Wattendorf’un basında yer alan o zamanki ifadelerine göre, aşı şu şekilde geliştirilecekti:

“Bilim insanları, grip veya Ebola gibi bir hastalıktan kurtulmuş birinden viral antikorları toplayacak. Antikorların bir petri kabındaki virüsleri nötralize etme yeteneği test edildikten sonra, en etkili olanı izole edilip antikoru yapmak için gerekli genleri belirleyecek ve daha sonra bu genlerin birçok kopyasını dairesel bir genetik materyal parçacığına kodlayacaklar – daha sonra ya DNA ya da RNA antikoru birleştirmek için vücudu bir yemek kitabı gibi kullanacak.”

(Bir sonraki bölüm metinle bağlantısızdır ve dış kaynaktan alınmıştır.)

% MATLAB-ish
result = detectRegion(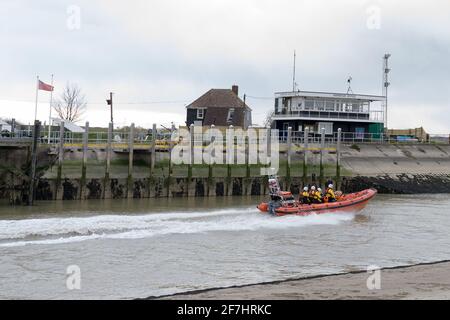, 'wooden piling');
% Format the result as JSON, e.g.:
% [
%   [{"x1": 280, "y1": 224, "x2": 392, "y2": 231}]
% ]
[
  {"x1": 150, "y1": 123, "x2": 157, "y2": 178},
  {"x1": 167, "y1": 125, "x2": 174, "y2": 197},
  {"x1": 226, "y1": 125, "x2": 235, "y2": 196},
  {"x1": 286, "y1": 127, "x2": 292, "y2": 190},
  {"x1": 55, "y1": 121, "x2": 64, "y2": 200},
  {"x1": 303, "y1": 128, "x2": 309, "y2": 186},
  {"x1": 28, "y1": 120, "x2": 41, "y2": 206},
  {"x1": 80, "y1": 122, "x2": 89, "y2": 199},
  {"x1": 319, "y1": 128, "x2": 325, "y2": 186},
  {"x1": 127, "y1": 123, "x2": 134, "y2": 198},
  {"x1": 102, "y1": 122, "x2": 113, "y2": 199},
  {"x1": 336, "y1": 128, "x2": 342, "y2": 190}
]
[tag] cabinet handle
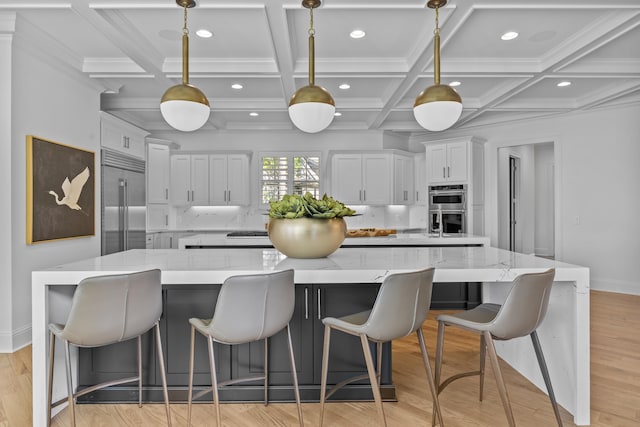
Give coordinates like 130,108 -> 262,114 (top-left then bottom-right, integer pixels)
304,288 -> 309,319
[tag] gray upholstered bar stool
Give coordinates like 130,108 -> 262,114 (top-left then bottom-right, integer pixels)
436,269 -> 562,426
187,269 -> 304,427
320,268 -> 444,426
47,269 -> 171,426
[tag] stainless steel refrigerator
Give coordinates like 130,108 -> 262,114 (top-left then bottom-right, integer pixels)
101,150 -> 147,255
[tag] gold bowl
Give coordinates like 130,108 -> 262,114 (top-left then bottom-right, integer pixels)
268,217 -> 347,258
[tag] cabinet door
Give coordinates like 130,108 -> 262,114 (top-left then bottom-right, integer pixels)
227,154 -> 251,206
393,155 -> 414,205
413,153 -> 428,206
209,154 -> 227,205
191,154 -> 209,206
362,153 -> 392,205
331,154 -> 363,205
147,204 -> 169,230
427,144 -> 447,183
147,144 -> 170,203
313,284 -> 390,388
232,285 -> 314,390
162,285 -> 231,388
447,142 -> 467,181
171,154 -> 191,205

Wattendorf, bu aşıların etkilerinin kalıcı olmayacağını iddia etse de, DARPA, ABD birliklerini biyolojik silahlardan ve bulaşıcı hastalıklardan korumanın bir yolu olarak kalıcı gen değişikliklerine teşvik ediyor. “DARPA bunu neden yapıyor? Savaş alanındaki bir askeri, genomlarını kontrol ederek kimyasal silahlardan ve biyolojik silahlardan korumak için – genomun, askerleri içten dışa otomatik olarak koruyacak proteinler üretmesini sağlamak için”, o zamanki DARPA direktörü Steve Walker (şimdi Lockheed Martin ile birlikte) projenin geçtiğimiz Eylül ayında “Güvenli Genler” olarak adlandırdığını söyledi.

Sonuç

Pentagon ve DARPA tarafından özel olarak yürütülen araştırmalar, sadece biyo-silahlar ve biyoteknoloji alanında değil, aynı zamanda nanoteknoloji, robotik ve diğer alanlarda da sürekli endişe yaratıyor. Örneğin DARPA, insan beyninden anılar yaratabilip anılar silen mikroçiplerden problemlerle dolu bir oylama makinesi yazılımına kadar bir dizi rahatsız edici araştırma projesi geliştiriyor.

Şimdi, mevcut koronavirüs salgını ile ilgili korku zirveye çıkmaya başladığında, DARPA ile doğrudan bağları olan şirketler, uzun vadeli insan ve çevresel etkileri bilinmeyen ve zamanı belli olmayan fakat birkaç hafta içinde piyasaya çıkması beklenen aşıyı geliştirmekle görevlendirildi.

Dahası, DARPA ve Pentagon’un biyo-silahlarla olan geçmiş tarihi ve genetik alterasyon ve yok olma teknolojileri ve Çin yakınlarında yaptığı yarasa ve koronavirüs deneyleri, halka açık bilgiler olmasına rağmen büyük ölçüde sonlandırıldı.

Basında yer alan haberlerdeki rivayetler dışında, DARPA ortaklı Duke Üniversitesi’nin ve USAMRIID’in Wuhan şehriyle doğrudan bağları olmuştur; üniversitenin Tıbbi Viroloji Enstitüsü de dahil.

Koronavirüs salgınının kaynağı bilinmemekle birlikte, ABD ordusunun -“ulusal güvenlik” adına gerekçelendirilmiş olsa da – yukarıda bahsedilen araştırma çalışmaları ve araştırma kurumlarıyla olan bağları bu tür araştırmaların istenmeyen, dünyayı değiştirebilecek sonuçlara yol açan korkutucu bir potansiyele sahip olduğu için detaylandırılmaya değer.

DARPA’nın tartışmalı genetik imha araştırmalarını sınıflandırma kararı ve teknolojinin bir savaş silahı olarak kullanımıyla bu araştırma hakkında şeffaflık olmaması bu endişeleri birleştiriyor. Sorumsuzca yapılan spekülasyonlardan mümkün olduğunca kaçınmak önemli olmakla birlikte, bu haberdeki bilgilerin halk yararına olduğu ve okuyucuların bu bilgiler ışığında burada tartışılan konuları kendi sonuçlarına ulaşmak için kullanmaları gerektiği düşünülmektedir.